Issue #3: Not shaping traffic to the Committed Information Rate (CIR) on Sub-rate connections

  •  When a carrier hands you a 250 Mbps Ethernet circuit (i.e. a 250 Mbps CIR), they are obviously going to give you a Gigabit port for the physical connection. This means that unless you or the carrier configures the devices otherwise, traffic can burst well above the 250 Mbps CIR. What happens to that traffic that exceeds the CIR? It varies widely between carriers. Some carriers will strictly police the traffic indiscriminately, some will have very lenient shaping policies, and some with police your traffic while trusting your Quality of Service classifications (IP Precedence or DCSP) – thus ensuring that higher priority traffic gets transmitted while best effort traffic may be dropped.
  • So, how do you make sure they carrier doesn’t throw your network’s high priority traffic away? You need to implement Hierarchical QoS. This creates a “policy with a policy” that performs Low Latency Queuing while simultaneous shaping traffic to the CIR. In general, you should always use Hierarchical QoS on all Ethernet WAN connections that are “subrate” (i.e. the CIR is less than port speed).
  • In general, most routing platforms and specialized Metro Ethernet switches (such as the Cisco ME 3600X) are needed to properly deploy Hierarchical QoS.

Issue #4: Not provisioning QoS properly with the carrier

  • This is related to #3. Most carriers have configured QoS profiles with different classes where they will honor your QoS tags and prioritize the traffic accordingly. It is important to understand to ask the carrier for the available QoS profiles and configure QoS on the customer interfaces to match those profiles.  Nearly every new environment I have worked in has connections are provisioned in a way that does not align to the customer or application requirements.

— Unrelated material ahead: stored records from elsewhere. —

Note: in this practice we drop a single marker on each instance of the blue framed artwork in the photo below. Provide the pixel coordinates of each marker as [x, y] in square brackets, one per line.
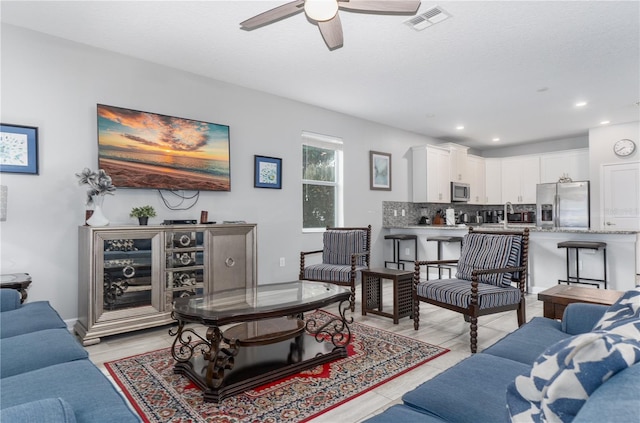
[18, 149]
[267, 172]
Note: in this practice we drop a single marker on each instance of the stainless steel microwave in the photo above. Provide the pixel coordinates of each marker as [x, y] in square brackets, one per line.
[460, 192]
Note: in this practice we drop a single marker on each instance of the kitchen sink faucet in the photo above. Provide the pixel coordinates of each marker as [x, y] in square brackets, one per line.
[508, 207]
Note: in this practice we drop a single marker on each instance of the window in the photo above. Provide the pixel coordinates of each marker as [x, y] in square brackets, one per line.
[321, 182]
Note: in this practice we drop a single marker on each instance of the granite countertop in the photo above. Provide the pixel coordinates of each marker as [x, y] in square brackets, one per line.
[532, 228]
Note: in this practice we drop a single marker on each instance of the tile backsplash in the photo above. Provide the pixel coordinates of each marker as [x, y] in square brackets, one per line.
[392, 211]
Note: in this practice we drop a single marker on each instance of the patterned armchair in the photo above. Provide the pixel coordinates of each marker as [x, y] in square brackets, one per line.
[491, 278]
[345, 252]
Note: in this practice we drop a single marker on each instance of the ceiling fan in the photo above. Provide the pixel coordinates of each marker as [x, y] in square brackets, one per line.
[325, 14]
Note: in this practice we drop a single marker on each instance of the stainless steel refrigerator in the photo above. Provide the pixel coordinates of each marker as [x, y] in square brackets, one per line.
[563, 205]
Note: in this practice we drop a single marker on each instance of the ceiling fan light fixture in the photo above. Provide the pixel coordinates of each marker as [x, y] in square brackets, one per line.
[321, 10]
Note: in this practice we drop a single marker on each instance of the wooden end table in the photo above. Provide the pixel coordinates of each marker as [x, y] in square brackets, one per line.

Common Question: Since I upgraded to 100 Mbps, my management tool shows that I’m running at peak 40% utilization. Do I really need Quality of Service on those WAN links?

Answer: YES

Here’s why: Unless you made specific arrangements, your management tools are probably polling interface utilization at 5-, 10-, or 15- minute intervals. Congestion can occur in intervals that are in fractions of a second. When congestion occurs, this traffic may not necessarily be dropped (they are likely buffered), but it could be delayed long enough to interfere with quality of applications that have strict jitter or packet loss requirements, such as Voice, Fetal Monitoring, or Trading floor applications. The same is true for QoS for LAN links (I’ll discuss this in more depth at a later time).


Carrier Ethernet WAN connections are changing the landscape of most WANs today by substantially increasing the available bandwidth at lower costs. Make sure that you optimize the performance of these connections by working with your carrier to properly provision the QoS profiles available and accurately configure QoS according to those profiles.